行動面のリストについての解説は以上です。以下では行動面だけじゃなく内面も含めたギフテッドの特徴リストを紹介します。
内面も含めたギフテッドの特徴リスト
先程挙げたのは行動面の特徴でしたが、内面も含めたリストも一応紹介しておきます。最初のほうでも取り上げましたが、NAGCというアメリカのギフテッド支援団体のWebページに載っているリストです。ちなみに私の場合は38個中26個が当てはまりました。
認知面
- 鋭い抽象化の能力
- 問題解決と概念を適用することへの関心
- 読書家で読む速度が速い
- 豊富な語彙
- 知的好奇心
- 批判的思考、懐疑心、自己批判が強い
- 持続的で目標に向けた行動
- 興味と能力の多様性
- 自立的に仕事と勉強に取り組む
クリエイティブ面
- 創造性があり、創意工夫が見られる
- 鋭いユーモアのセンス
- 空想する能力が高い
- 刺激に対するオープンさ、幅広い興味
- 直観力
- 柔軟性
- 自立的な態度と社会的行動
- 自己受容的で社会規範に無関心
- 急進主義的
- 自ら選んだ仕事に対して美的かつ道徳的に取り組む
感情面
- 並外れた感情の深さと激しさ
- 他人の感情に対する敏感さまたは共感
- 自分自身や他人に対する高い期待があり、それによりしばしばフラストレーションを感じる
- 自己認識力が高く、自分が他人と異なるという感覚を持つ
- 傷つきやすく、精神的なサポートが必要
- 抽象的な価値観と個人の行動との間に一貫性を要求する
- 高いレベルの道徳的判断
- 理想主義的で正義感が強い
行動面
- 自発性
- 限りない熱意
- 情熱に重点を置く – 自分の興味に夢中になるとそれを中断することを嫌がる
- 非常に精力的で、睡眠をほとんど必要としない
- 絶え間ない質問
- 飽くなき好奇心
- 衝動的で熱心で元気いっぱい
- 忍耐力 - 重要な分野における強い決意
- 高いレベルのフラストレーションを感じる - 特に(自分自身または他人から課せられた)パフォーマンスの基準を満たすのが難しい場合
- 不安定な気性、特に失敗に関連して
- 止まらない会話/おしゃべり
Traits of Giftedness | National Association for Gifted Children
特徴の強さはどのくらいが基準なのか?
それぞれの特徴の明確な基準というものは、私が調べたかぎりでは存在しません。

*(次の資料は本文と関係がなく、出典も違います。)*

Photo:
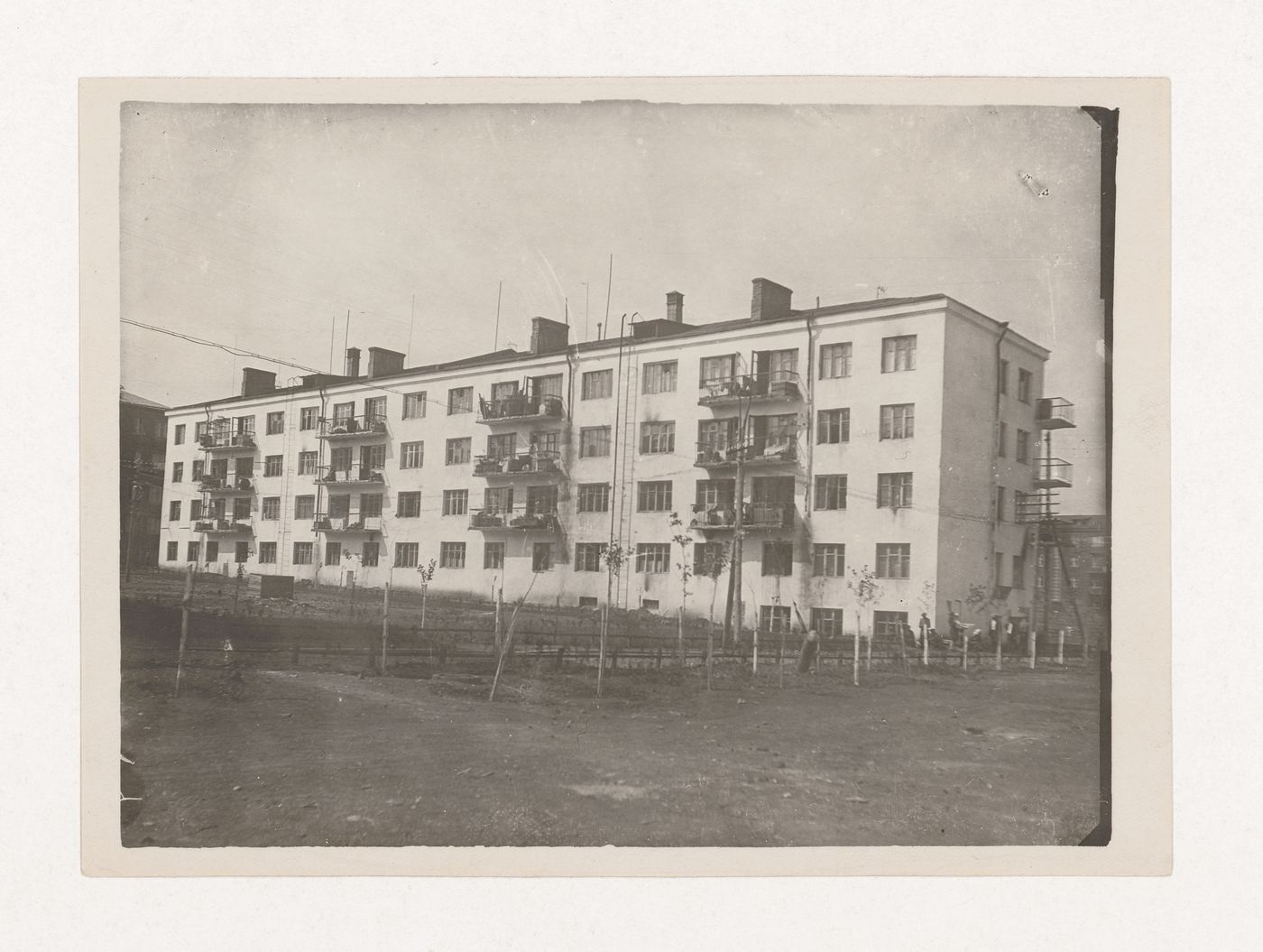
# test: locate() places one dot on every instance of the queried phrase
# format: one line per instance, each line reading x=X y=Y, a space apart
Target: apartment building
x=897 y=435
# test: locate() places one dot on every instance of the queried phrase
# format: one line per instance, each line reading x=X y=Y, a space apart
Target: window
x=652 y=557
x=458 y=451
x=890 y=624
x=774 y=619
x=897 y=421
x=653 y=496
x=893 y=490
x=827 y=559
x=594 y=441
x=597 y=384
x=460 y=399
x=659 y=437
x=407 y=554
x=502 y=446
x=456 y=502
x=594 y=497
x=893 y=559
x=587 y=556
x=834 y=426
x=835 y=360
x=709 y=559
x=777 y=559
x=374 y=408
x=493 y=554
x=540 y=557
x=899 y=354
x=831 y=491
x=414 y=405
x=659 y=378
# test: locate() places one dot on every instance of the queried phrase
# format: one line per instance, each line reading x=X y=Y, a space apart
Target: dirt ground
x=325 y=758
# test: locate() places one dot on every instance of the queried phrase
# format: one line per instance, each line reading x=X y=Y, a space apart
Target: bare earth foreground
x=321 y=758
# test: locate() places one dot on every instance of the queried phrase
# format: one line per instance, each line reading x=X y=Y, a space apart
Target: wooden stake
x=183 y=623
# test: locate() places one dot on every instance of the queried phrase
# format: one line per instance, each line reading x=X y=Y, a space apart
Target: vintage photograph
x=614 y=473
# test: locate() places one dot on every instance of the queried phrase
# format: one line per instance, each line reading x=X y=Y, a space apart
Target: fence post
x=183 y=623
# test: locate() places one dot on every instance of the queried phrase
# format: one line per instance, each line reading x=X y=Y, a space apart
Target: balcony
x=515 y=519
x=351 y=427
x=350 y=476
x=243 y=524
x=717 y=392
x=214 y=442
x=717 y=516
x=225 y=484
x=1054 y=413
x=520 y=408
x=770 y=451
x=539 y=464
x=1054 y=474
x=354 y=522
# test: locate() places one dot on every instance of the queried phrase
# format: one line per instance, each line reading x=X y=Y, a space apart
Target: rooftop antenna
x=495 y=345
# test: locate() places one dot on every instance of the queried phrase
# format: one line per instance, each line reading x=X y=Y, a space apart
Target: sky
x=263 y=226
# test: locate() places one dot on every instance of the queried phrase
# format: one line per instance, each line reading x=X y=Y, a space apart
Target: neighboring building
x=890 y=433
x=142 y=452
x=1083 y=578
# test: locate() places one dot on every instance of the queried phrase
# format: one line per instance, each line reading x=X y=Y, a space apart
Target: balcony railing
x=224 y=524
x=351 y=427
x=515 y=519
x=754 y=515
x=1054 y=474
x=353 y=522
x=779 y=385
x=768 y=451
x=351 y=475
x=227 y=441
x=212 y=483
x=520 y=407
x=1054 y=413
x=518 y=465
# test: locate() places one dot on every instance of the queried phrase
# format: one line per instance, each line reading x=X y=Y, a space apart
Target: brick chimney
x=256 y=382
x=675 y=307
x=549 y=336
x=770 y=300
x=353 y=363
x=383 y=361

ギフテッドの定義から考えれば普通の人と比べてその特徴を明らかに強く持ち合わせているかどうかというところが基準になると思います。
全ての特徴に該当する必要はない
アメリカのギフテッド児支援団体であるNAGCのサイトには、以下のような記述があります。

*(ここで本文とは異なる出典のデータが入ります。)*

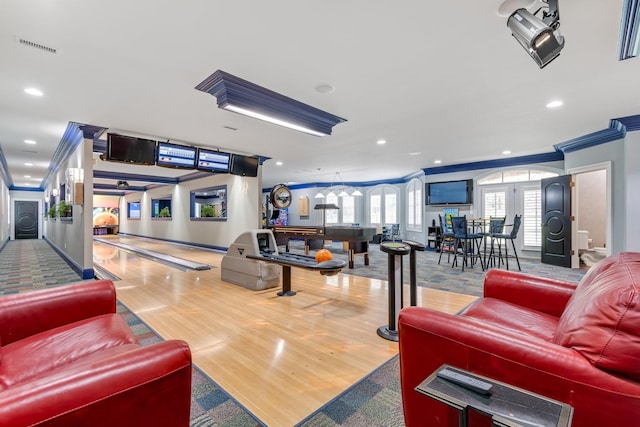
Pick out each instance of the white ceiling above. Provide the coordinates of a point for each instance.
(442, 79)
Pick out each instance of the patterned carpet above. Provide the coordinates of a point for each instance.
(441, 276)
(374, 401)
(27, 265)
(32, 264)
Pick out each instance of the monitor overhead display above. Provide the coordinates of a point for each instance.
(450, 192)
(214, 161)
(129, 149)
(244, 165)
(176, 156)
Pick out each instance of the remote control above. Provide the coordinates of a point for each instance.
(465, 381)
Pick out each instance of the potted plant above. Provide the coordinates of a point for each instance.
(64, 209)
(164, 213)
(51, 212)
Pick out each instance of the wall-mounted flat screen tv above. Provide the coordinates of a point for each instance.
(450, 192)
(244, 165)
(214, 161)
(176, 156)
(129, 149)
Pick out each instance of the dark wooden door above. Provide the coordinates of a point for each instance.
(26, 215)
(556, 221)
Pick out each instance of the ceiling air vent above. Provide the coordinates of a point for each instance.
(37, 45)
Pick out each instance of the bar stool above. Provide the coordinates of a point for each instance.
(447, 239)
(517, 220)
(470, 242)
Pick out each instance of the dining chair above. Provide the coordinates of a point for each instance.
(468, 242)
(496, 226)
(511, 236)
(447, 239)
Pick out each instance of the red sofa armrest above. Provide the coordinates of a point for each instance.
(429, 339)
(537, 293)
(130, 386)
(26, 314)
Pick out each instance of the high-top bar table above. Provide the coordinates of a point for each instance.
(395, 251)
(413, 285)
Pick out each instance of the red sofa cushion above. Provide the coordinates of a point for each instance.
(513, 317)
(602, 318)
(49, 350)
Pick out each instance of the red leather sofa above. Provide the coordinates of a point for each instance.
(68, 359)
(575, 344)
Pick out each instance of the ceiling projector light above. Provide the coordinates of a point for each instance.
(537, 36)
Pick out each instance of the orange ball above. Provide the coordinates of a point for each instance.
(323, 255)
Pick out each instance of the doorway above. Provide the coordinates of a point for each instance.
(592, 212)
(26, 219)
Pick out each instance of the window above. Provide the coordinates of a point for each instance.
(346, 214)
(133, 210)
(414, 205)
(375, 208)
(331, 215)
(532, 216)
(348, 210)
(209, 204)
(161, 207)
(383, 205)
(390, 208)
(495, 203)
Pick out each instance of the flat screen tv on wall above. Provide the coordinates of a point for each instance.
(213, 161)
(129, 149)
(176, 156)
(450, 192)
(244, 165)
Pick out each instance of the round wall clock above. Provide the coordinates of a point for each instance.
(280, 196)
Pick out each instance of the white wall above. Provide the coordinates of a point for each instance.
(613, 152)
(22, 196)
(243, 212)
(632, 170)
(74, 238)
(5, 215)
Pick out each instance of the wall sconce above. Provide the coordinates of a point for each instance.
(244, 97)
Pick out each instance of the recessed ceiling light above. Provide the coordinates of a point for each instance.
(325, 88)
(33, 91)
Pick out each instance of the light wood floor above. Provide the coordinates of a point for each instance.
(280, 357)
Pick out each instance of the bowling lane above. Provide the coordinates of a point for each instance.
(191, 253)
(122, 263)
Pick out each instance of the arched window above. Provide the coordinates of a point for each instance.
(383, 205)
(414, 205)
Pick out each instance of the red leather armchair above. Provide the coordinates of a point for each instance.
(67, 358)
(576, 344)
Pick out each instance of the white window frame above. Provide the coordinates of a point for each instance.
(383, 191)
(415, 200)
(531, 221)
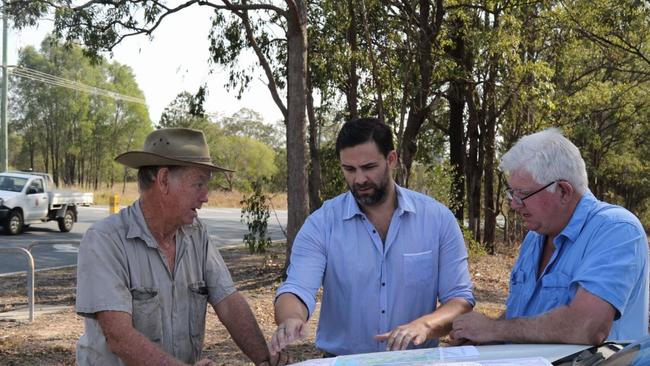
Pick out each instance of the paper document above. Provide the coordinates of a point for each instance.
(455, 353)
(532, 361)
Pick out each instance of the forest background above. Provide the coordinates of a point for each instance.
(459, 82)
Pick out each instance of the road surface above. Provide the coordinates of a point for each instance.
(224, 227)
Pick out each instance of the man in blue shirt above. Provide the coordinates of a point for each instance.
(582, 272)
(384, 255)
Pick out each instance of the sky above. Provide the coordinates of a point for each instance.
(175, 60)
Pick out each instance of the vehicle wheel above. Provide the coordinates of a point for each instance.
(14, 223)
(67, 221)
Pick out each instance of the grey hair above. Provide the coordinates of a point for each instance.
(548, 156)
(147, 175)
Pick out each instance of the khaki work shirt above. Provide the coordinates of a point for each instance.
(121, 268)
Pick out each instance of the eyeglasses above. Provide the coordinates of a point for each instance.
(520, 200)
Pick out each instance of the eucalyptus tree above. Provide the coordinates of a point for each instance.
(101, 25)
(66, 131)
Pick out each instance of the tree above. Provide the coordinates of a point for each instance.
(67, 132)
(181, 112)
(101, 25)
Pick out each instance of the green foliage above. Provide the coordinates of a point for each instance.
(249, 123)
(69, 133)
(185, 111)
(255, 214)
(251, 160)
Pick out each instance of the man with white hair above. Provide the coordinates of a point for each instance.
(582, 272)
(146, 275)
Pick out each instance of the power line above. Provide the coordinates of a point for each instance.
(70, 84)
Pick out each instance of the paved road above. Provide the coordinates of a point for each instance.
(223, 224)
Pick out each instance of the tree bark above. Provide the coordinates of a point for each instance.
(314, 147)
(296, 103)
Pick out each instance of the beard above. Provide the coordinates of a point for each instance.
(377, 196)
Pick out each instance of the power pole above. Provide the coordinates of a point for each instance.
(4, 139)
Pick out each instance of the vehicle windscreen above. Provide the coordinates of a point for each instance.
(13, 184)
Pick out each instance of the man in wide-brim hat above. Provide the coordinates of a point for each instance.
(146, 274)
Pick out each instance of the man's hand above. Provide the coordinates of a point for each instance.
(279, 359)
(472, 327)
(206, 362)
(289, 331)
(400, 337)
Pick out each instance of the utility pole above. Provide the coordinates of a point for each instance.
(4, 139)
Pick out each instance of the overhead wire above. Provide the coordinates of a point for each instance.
(70, 84)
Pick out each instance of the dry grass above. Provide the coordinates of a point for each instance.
(217, 198)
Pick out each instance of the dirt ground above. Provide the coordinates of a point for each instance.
(51, 338)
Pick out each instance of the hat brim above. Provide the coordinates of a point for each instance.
(138, 159)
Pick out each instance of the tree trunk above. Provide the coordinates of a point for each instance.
(352, 92)
(419, 105)
(457, 98)
(314, 146)
(296, 102)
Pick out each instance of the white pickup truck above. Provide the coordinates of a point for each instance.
(29, 198)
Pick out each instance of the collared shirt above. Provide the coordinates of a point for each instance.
(604, 250)
(370, 287)
(121, 268)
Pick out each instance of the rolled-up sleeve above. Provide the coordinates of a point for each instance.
(218, 279)
(453, 273)
(308, 262)
(614, 262)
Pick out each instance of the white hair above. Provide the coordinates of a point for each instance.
(548, 156)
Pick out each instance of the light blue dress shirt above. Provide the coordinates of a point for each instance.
(370, 288)
(604, 250)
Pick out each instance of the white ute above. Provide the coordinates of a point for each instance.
(29, 198)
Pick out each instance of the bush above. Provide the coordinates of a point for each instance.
(255, 213)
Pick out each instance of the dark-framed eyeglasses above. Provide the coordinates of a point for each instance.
(510, 194)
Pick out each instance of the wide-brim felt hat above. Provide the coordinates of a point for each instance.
(172, 147)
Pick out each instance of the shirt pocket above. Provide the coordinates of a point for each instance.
(147, 313)
(418, 268)
(555, 289)
(516, 295)
(198, 300)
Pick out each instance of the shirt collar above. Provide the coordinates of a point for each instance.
(580, 215)
(404, 204)
(136, 226)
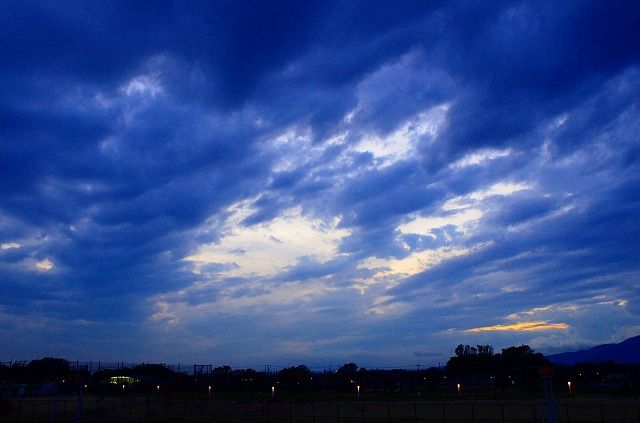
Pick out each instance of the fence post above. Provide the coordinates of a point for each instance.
(473, 416)
(602, 413)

ギフテッド児は非常に多様なため、すべての特徴を常に発揮するわけではない。
Because gifted children are so diverse, not all exhibit all characteristics all of the time.
Common Characteristics of Gifted Individuals | National Association for Gifted Children
ギフテッドに共通する特徴はたくさんあるが、すべての領域で特徴を発揮するギフテッドはいない。

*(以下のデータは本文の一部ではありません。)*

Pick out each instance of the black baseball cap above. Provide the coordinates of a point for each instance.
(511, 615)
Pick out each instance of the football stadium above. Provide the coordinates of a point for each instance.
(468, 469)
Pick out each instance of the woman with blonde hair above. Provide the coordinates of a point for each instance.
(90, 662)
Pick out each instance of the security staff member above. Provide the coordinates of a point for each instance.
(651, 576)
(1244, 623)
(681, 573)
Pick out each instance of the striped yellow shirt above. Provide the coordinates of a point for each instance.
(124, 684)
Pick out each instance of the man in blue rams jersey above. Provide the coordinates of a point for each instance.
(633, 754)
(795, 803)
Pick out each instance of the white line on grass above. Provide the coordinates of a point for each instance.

There are many traits that gifted individuals have in common, but no gifted learner exhibits traits in every area.
Traits of Giftedness | National Association for Gifted Children
つまり、ギフテッドだからといってリストの特徴すべてを持ち合わせているわけではないということです。実際、以上で紹介した2種類のリストでは私は半分から7割くらいしか当てはまりません。特徴を多く持っているほどギフテッドの傾向が強い、くらいに考えたほうが実情に沿っていると思います。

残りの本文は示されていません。